Modern resuscitation mainly differs itself from its past in that focus now now is shifted from just running a protocol, like the ERC Guidelines for CPR, to trying to narrow down the root cause of the collapse by enhancing physiologic monitoring and diagnostics. The use of invasive monitoring of arterial pressure and end tidal CO2 have been getting a lot of attention in the last couple of years and ultrasound is gaining traction as the primary diagnostic tool.
But. Does everyone know how to use this tool in this special situation? Incorporating advanced diagnostics into the already established concept of CPR takes practice and thinking. When to do it, where to look?

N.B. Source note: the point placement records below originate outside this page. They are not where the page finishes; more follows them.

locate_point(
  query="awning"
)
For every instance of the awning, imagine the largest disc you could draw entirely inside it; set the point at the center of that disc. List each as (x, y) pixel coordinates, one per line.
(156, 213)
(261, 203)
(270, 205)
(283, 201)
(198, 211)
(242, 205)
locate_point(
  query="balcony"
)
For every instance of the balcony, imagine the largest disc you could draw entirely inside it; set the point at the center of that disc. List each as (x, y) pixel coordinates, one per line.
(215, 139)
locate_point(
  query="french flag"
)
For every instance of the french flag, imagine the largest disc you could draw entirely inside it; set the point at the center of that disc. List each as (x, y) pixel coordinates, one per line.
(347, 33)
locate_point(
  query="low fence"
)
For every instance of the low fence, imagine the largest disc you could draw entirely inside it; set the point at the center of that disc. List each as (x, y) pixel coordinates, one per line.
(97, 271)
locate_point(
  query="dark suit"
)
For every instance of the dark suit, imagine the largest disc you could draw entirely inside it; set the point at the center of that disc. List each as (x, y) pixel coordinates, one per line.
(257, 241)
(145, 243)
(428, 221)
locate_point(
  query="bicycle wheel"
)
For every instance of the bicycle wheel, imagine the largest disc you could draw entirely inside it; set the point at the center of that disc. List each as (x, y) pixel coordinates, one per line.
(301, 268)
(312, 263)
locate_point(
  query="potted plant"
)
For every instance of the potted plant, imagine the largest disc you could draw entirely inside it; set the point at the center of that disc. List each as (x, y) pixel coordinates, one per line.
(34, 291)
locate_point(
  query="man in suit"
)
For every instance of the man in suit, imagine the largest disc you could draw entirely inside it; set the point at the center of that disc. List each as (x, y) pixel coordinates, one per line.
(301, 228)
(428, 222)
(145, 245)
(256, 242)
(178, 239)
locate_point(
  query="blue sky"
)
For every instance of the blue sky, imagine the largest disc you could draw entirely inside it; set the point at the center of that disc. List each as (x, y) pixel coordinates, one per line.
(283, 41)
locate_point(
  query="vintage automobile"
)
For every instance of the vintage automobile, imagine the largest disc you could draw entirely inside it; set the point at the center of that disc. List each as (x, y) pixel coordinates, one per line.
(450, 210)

Dr. Daniel Lichtenstein have proposed the SESAME protocol as the way to standardize the diagnostic use of ultrasound in cardiac arrest. The protocol specifies a structured approach that can be used to rule in or rule out causes of cardiac arrest, and can be preformed while standard CPR is ongoing.
The main points are to rule in or rule out:
- Tension pneumothorax
- DVT in femoral vessels
- Major bleeding in abdomen or from the aorta
- RV-strain or other cardiac cause
All these diagnoses can be found in the Awesome Ultrasound Simulator, why training easily can be preformed with just a mannequin and two iDevices. Training focus can be to correctly finding and treating the underlying pathology that's causing the arrest while maintaining good compressions. How many persons are required to run the standard protocol with good quality while also expanding the diagnostics this way? How do you communicate your findings to the rest of the team, and how do you tailor your treatment?